The trailer for Peppermint knows exactly what it's doing. Jennifer Garner's character is shown at a carnival with her husband and her daughter, who, as Garner says, "has love in her heart, snow in her eyes, and peppermint in her blood." Then, the next thing you know, the husband and daughter are murdered. It could not be clearer that a revenge story is coming. But is Peppermint a true story? Definitely not.

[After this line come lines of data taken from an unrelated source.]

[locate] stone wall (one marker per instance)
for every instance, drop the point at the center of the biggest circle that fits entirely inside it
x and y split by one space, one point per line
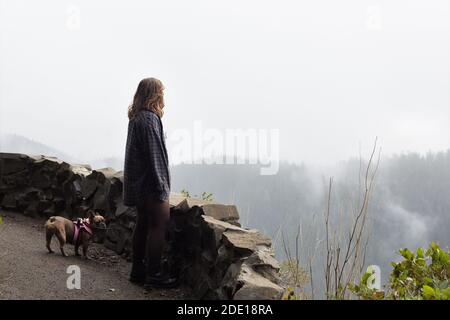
207 247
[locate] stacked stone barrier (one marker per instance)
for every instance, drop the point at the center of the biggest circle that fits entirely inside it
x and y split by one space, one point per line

First of all, to go back to the plot for a minute, after Garner's Riley North wakes up from being in a coma, she finds out that her husband and daughter are dead, that all the suspects are from the "García cartel," and that no witnesses have been willing to come forward. A corrupt justice system then lets the murderers go free, and Riley decides to go off the grid to train as a vigilante for five years. Does it sound like a potentially badass plot and something that would definitely come from the director of Taken? Yes. But is it true? Hell to the no. Starting with the fact that if a white lady disappeared for five years and became a murderous vigilante who was taking down a Latin American cartel, that would be on the news, like, every second of every day.
Also, if you watch the trailer, you'll see that it has much more of a superhero movie vibe than a true story feel. At one point a group of detectives stand around a computer and one says, "Social media's lit up with support for her," which feels like a classic "Spider-Man's in the news yet again!" line. Riley also wears a cape-like garment with a hood, and a mural is painted in her honor in which she's shown with angel wings. It's hard to not just think of her as a superhero named Peppermint, which is probably the point.
And while Jennifer Garner kicking ass and taking names is all well and good, the setup of this movie seems to veer pretty white savior, at least based on the trailer. For instance, at one point in the trailer someone says, "It's not a coincidence that makes this area low crime. It is low crime because of her." There's also the fact that she's taking down something called the "García cartel" and, seemingly, killing people who weren't directly involved in the murder of her husband and daughter. In a piece about the trailer on Remezcla, Manuel Betancourt wrote,
Listen, we know these kinds of movies need villains. And drug cartels are as easy targets as anything else out there. Especially right now. But hot off the heels of films like Gringo and Sicario: Day of the Soldado, you have to wonder what kind of lazy storytelling is going on where the danger lurking just outside a perfect suburban existence are pesky Mexican drug warlords.
Betancourt also asks what the film might have looked like if the lead was played by a Latina actor, writing, "it could’ve exemplified how often it’s the women on both sides of the border — mothers especially — who carry the burden of the cycle of violence that the war on drugs perpetuates."
Monica Castillo, a writer for The Lily, took things a step forward and wrote that while she doesn't usually like to judge films too much based on their trailers, this one was too hard to ignore. "This no longer feels like a trailer for an upcoming movie but the beginning of anti-Latino propaganda," Castillo writes.
It's totally fine to be excited about seeing Garner in an action role (especially for any Alias fans out there), but at least with the trailer for Peppermint — again, it makes sense to reserve judgement until seeing the movie — it's hard to just focus on her fight scenes and quest for justice. Peppermint might not be a true story, but it's understandable if some end up findng it uncomfortable in a very real way.